Ayatekla Kilisesi Silifke

 

Kartal yuvasını andıran Kale surları üzerinden Göksu Nehri ve deltasının çevresinde gelişmiş olan Silifke’nin, panoramik ve doyumsuz manzarasını seyrettikten sonra kaleden iniyorum. Başta Meryemlik olarak da bilinen Ayatekla Kilisesi olmak üzere, Atatürk Evi-Etnografya Müzesi ve Roma tapınağını görmek istiyorum. İnönü Bulvarı’na giriyorum. Bir süre sonra sol tarafta Atatürk Evi-Etnografya Müzesi, sağ tarafta da Roma Tapınağı Müzesini görüyorum…

Önce Atatürk Evi-Etnografya Müzesi’ne yöneliyorum. Saray Mahallesi’nde, İnönü Bulvarı’na çıkan 137. Sokak içinde bulunan Atatürk Evi bahçe içinde iki katlı kâgir bir yapı… Atatürk’ün 25 Ocak 1925 Salı günü Silifke’ye geldiğinde misafir edildiği ev müzeye dönüştürülmüş. O tarihlerde Silifke Belediye Reisi Hacı Hulusi Efendi’ye ait bir evmiş. Varislerine intikal etmiş olan bu tarihi ev, 1982 yılında Kültür ve Turizm Bakanlığı Eski Eserler ve Müzeler Genel Müdürlüğü tarafından kamulaştırılmış. 1983 yılında başlayan onarım ve yenileme çalışmaları 1986 yılında tamamlanmış ve müze olarak hizmete girmiş.

Müzeye giriyorum. Alt katında İlçe Halk Kütüphanesi ve idare bölümleri yer almış. Duvarlarındaki panolarda, Atatürk’ün Silifke’yi ziyaretleriyle ilgili fotoğrafları var. Üst kata çıkıyorum. Bu bölüm Atatürk Evi ya da müze-ev olarak düzenlenmiş. Klasik Osmanlı evlerinde görüldüğü gibi, merkezde herkesin toplanabileceği bir sofa bulunmakta… Bu sofaya açılan misafir odası, oturma odası ile ona bağlantılı namaz odası, mutfak ve mutfağa bağlantılı iş odası bulunuyor. Odalar, o dönemin ve yörenin özelliklerini yansıtacak eşyalarla bezenmiş. Bir başka deyişle, küçük ve sınırlı bir etnografya müzesi görünümü kazandırılmış.

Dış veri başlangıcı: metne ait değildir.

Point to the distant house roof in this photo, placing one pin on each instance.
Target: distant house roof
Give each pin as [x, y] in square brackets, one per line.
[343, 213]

Müzeden çıkarak, tekrar İnönü Bulvarı’na giriyorum. Bir süre sonra da Roma Tapınağı Müzesi’ne ulaşıyorum. Ulaşıyorum ulaşmasına da müze kapalı. Restorasyona girmiş. Bir de girmeseymiş hali niceymiş!..Tellerle çevrilmiş müze alanı bir harabe ve adeta bir çöplük…Utandım ve üzüldüm.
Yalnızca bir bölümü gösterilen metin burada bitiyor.